French Heritage Festival at Kent House Plantation
Settled by the French in the 1700s, Natchitoches Poste became the oldest town in Louisiana. It was here that Pierre Baillio served as an officer at Fort St. Jean Baptiste, marrying Marie Catherine Poissot and raising a family.
His eldest son, Pierre Baillio, received a 500-arpent land grant from King Charles IV of Spain, who ruled Louisiana at the time, near the Poste des Rapides (present-day Alexandria) and built a home beginning in 1796 for his wife Magdelaine Emelie LaCour and their 11 children.
Today, Kent Plantation House, typical of a Louisiana Creole colonial working plantation home, is one of the oldest standing structures in the state.
The original home, completed in 1800, contains six rooms and is raised off the ground to avoid flooding from Bayou Rapides. Robert C. Hynson of Maryland purchased the home in 1842 from the Baillio heirs, added two wings to the front gallery and gave the architecture a Greek Revival style.
The house was named for Hynson’s home in Kent County, Maryland, and is now listed in the National Register of Historic Places.
Because three nationalities were involved in development of Kent Plantation House, staff and docents give tours to the public and discuss all three, mainly Central Louisiana culture — which includes being under French, Spanish and American rule — between 1795 and 1855.
This weekend the plantation and the Rapides Parish Friends of the Library are hosting the French Heritage Festival from 10 a.m. to 3 p.m. Saturday, May 18, on the plantation grounds, offering music, dance lessons, candlemaking, crafts and traiteur (faith healing) remedies. Demonstrations include Oma’s Favorite Soap Cottage soap making from 11 a.m. to 1 p.m. and bourée lessons from noon to 2 p.m. A children’s program with percussionist Elizabeth Vidos is also planned.
Local Cajun food vendors include Guillory’s Specialty Meats, Po-Boy Express-Alexandria, Something Borrowed, A Rental Company and LLC Simply Carmelicious Authentic Pralines. Look for jambalaya, red beans and rice, boudin, poboys and snowballs, to name a few.

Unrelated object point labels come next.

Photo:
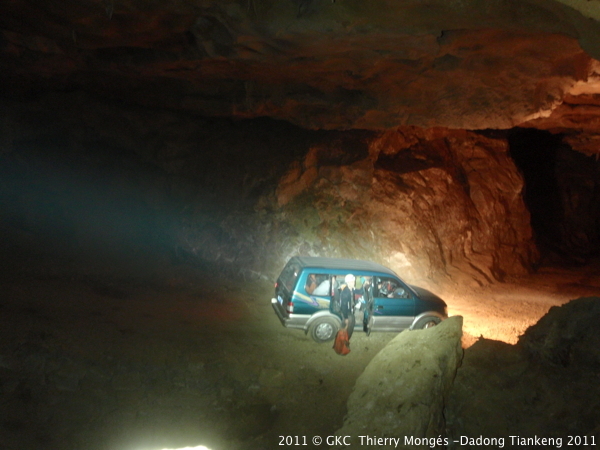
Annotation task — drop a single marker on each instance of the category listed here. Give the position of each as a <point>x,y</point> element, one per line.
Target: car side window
<point>289,276</point>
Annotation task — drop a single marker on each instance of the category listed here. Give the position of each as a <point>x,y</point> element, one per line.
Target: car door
<point>392,307</point>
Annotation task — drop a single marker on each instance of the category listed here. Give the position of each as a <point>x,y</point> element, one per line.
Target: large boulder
<point>545,386</point>
<point>403,390</point>
<point>567,335</point>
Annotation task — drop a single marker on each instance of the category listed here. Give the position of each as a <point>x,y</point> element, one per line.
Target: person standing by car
<point>347,303</point>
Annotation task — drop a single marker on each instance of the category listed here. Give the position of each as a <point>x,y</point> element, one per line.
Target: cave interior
<point>159,145</point>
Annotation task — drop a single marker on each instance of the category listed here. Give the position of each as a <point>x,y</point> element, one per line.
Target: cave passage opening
<point>562,193</point>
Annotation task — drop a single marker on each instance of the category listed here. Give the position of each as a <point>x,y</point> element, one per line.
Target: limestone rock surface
<point>546,385</point>
<point>402,391</point>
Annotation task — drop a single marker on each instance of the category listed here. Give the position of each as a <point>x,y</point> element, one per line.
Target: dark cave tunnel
<point>562,193</point>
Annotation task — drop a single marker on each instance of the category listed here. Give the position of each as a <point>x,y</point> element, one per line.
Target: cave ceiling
<point>320,64</point>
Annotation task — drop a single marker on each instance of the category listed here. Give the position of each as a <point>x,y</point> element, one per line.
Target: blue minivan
<point>308,288</point>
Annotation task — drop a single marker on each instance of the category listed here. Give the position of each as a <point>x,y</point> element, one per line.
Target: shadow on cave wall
<point>562,193</point>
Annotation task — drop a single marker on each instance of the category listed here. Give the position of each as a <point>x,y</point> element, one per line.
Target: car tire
<point>323,329</point>
<point>426,322</point>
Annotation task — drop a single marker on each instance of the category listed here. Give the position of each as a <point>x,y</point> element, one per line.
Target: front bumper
<point>289,320</point>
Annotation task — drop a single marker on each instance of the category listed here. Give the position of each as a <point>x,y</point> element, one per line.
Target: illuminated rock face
<point>316,63</point>
<point>429,203</point>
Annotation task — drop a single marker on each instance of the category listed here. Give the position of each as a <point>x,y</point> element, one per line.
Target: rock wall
<point>433,204</point>
<point>403,390</point>
<point>429,203</point>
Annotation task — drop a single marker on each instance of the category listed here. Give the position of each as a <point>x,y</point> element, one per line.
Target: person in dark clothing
<point>347,303</point>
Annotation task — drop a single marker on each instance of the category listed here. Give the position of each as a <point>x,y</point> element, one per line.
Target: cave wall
<point>87,174</point>
<point>432,204</point>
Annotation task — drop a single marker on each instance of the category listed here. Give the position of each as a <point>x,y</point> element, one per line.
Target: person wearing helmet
<point>347,303</point>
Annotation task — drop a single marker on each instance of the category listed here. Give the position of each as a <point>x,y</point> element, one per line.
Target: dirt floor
<point>130,351</point>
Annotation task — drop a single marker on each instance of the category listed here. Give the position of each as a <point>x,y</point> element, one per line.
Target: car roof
<point>350,265</point>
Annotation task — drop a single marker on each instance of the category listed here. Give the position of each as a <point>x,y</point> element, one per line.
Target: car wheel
<point>323,330</point>
<point>426,322</point>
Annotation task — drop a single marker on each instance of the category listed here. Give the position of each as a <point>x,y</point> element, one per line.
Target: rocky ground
<point>130,351</point>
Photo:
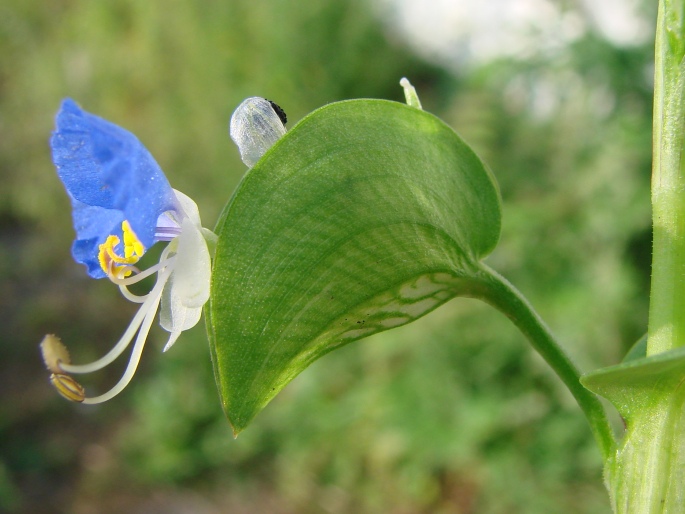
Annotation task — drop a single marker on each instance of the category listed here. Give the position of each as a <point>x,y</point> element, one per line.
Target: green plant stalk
<point>496,291</point>
<point>667,298</point>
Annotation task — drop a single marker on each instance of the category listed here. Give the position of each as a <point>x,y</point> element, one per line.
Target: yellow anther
<point>68,387</point>
<point>115,265</point>
<point>54,353</point>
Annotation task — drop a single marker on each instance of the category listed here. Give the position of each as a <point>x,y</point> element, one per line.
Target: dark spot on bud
<point>279,111</point>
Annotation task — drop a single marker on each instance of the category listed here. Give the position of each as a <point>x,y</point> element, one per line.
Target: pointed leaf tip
<point>367,215</point>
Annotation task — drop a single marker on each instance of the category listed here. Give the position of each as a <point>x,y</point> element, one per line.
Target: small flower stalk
<point>122,204</point>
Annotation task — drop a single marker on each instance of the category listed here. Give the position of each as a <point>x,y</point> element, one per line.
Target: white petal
<point>189,207</point>
<point>188,287</point>
<point>255,127</point>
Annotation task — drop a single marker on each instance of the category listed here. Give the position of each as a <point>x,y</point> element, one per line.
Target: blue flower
<point>122,204</point>
<point>109,177</point>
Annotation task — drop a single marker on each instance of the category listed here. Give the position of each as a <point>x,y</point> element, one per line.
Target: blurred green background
<point>567,132</point>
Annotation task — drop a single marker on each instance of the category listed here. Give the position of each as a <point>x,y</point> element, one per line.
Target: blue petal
<point>107,168</point>
<point>90,223</point>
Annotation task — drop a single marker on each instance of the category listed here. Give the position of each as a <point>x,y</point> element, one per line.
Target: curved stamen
<point>124,282</point>
<point>166,233</point>
<point>149,306</point>
<point>137,349</point>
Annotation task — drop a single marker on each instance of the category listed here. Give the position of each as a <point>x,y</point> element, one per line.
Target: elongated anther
<point>54,353</point>
<point>68,387</point>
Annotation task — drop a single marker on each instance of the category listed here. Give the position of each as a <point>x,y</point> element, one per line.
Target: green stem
<point>499,293</point>
<point>667,298</point>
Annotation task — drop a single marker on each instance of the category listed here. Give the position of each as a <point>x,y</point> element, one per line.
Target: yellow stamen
<point>68,387</point>
<point>115,265</point>
<point>54,353</point>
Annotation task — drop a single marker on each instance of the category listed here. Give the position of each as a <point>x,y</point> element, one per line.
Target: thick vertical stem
<point>667,303</point>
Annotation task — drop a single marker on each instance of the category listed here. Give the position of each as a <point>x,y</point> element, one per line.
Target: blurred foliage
<point>568,137</point>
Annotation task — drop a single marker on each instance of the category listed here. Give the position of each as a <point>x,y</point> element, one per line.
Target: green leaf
<point>365,216</point>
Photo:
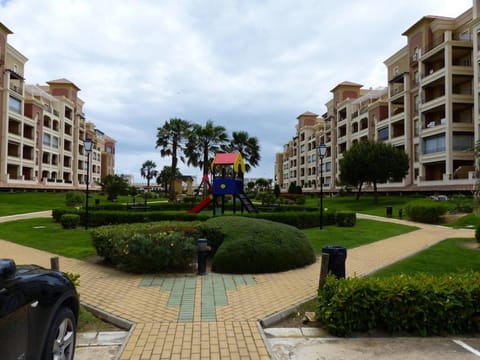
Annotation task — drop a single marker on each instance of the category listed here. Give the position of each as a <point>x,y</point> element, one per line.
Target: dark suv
<point>38,313</point>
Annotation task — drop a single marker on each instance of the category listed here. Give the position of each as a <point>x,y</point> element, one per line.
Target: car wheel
<point>60,343</point>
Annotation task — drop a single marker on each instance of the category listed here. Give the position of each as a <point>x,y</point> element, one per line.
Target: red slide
<point>201,206</point>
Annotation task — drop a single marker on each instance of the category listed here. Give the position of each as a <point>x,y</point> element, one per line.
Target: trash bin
<point>336,260</point>
<point>389,210</point>
<point>202,253</point>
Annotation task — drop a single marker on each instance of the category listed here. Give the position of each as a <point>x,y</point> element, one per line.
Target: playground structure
<point>227,179</point>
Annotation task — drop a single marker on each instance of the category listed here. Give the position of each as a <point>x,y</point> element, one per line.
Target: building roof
<point>4,29</point>
<point>372,94</point>
<point>307,113</point>
<point>63,81</point>
<point>346,83</point>
<point>428,18</point>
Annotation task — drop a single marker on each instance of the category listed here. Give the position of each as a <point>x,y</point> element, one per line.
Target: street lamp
<point>88,146</point>
<point>322,150</point>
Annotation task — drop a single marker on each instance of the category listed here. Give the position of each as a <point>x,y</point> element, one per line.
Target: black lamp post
<point>322,150</point>
<point>88,146</point>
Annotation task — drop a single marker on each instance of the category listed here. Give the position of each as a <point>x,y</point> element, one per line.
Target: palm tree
<point>164,178</point>
<point>171,139</point>
<point>203,143</point>
<point>148,171</point>
<point>247,146</point>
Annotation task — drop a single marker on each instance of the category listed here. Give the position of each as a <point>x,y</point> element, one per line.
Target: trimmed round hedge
<point>252,246</point>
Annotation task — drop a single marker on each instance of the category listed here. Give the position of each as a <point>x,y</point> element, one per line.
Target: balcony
<point>17,89</point>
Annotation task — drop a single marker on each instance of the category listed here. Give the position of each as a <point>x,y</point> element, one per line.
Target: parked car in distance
<point>38,313</point>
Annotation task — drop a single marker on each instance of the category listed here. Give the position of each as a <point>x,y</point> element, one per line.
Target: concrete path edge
<point>115,320</point>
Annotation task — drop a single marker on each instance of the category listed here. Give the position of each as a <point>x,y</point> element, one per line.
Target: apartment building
<point>429,109</point>
<point>42,129</point>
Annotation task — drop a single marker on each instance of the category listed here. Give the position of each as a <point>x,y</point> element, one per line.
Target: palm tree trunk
<point>174,172</point>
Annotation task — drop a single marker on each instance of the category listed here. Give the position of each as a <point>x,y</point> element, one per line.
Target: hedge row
<point>147,248</point>
<point>106,217</point>
<point>426,211</point>
<point>301,220</point>
<point>247,245</point>
<point>421,305</point>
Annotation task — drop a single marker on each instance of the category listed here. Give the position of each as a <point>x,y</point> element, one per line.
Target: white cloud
<point>247,65</point>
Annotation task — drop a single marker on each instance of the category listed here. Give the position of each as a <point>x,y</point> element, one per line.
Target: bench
<point>133,206</point>
<point>267,207</point>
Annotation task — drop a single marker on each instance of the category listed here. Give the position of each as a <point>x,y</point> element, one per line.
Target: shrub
<point>259,246</point>
<point>74,278</point>
<point>426,211</point>
<point>74,198</point>
<point>420,304</point>
<point>346,219</point>
<point>69,221</point>
<point>112,217</point>
<point>147,247</point>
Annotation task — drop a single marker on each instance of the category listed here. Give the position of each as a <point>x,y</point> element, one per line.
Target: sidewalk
<point>215,316</point>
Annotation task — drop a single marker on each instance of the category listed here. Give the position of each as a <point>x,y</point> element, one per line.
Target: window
<point>382,134</point>
<point>55,142</point>
<point>416,75</point>
<point>434,144</point>
<point>46,139</point>
<point>463,142</point>
<point>15,105</point>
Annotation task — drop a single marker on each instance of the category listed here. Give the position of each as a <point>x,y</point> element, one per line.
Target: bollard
<point>55,263</point>
<point>202,252</point>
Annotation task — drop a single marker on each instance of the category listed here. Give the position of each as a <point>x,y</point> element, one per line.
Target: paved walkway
<point>215,316</point>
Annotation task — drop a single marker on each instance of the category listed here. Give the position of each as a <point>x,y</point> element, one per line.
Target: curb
<point>115,320</point>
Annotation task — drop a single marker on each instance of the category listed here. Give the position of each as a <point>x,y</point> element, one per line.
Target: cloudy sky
<point>251,65</point>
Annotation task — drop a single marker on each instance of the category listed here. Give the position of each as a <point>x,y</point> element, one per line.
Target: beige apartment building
<point>42,130</point>
<point>429,109</point>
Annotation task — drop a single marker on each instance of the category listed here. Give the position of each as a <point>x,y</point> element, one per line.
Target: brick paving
<point>215,316</point>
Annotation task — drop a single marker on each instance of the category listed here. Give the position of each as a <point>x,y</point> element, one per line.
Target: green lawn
<point>365,204</point>
<point>24,202</point>
<point>45,234</point>
<point>364,232</point>
<point>450,256</point>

Local authors will be present, including Viola Fontenot, author of “A Cajun Girls Sharecropping Years,” which won the Humanitarian Book of the Year by the Louisiana Endowment for the Humanities, and Earlene Broussard, former director of the Council for the Development of French in Louisiana and recent winner of the Trailblazer Award by Acadiana Profile magazine. Yours truly will also be on hand selling copies of my Cajun romances and Louisiana-based mysteries.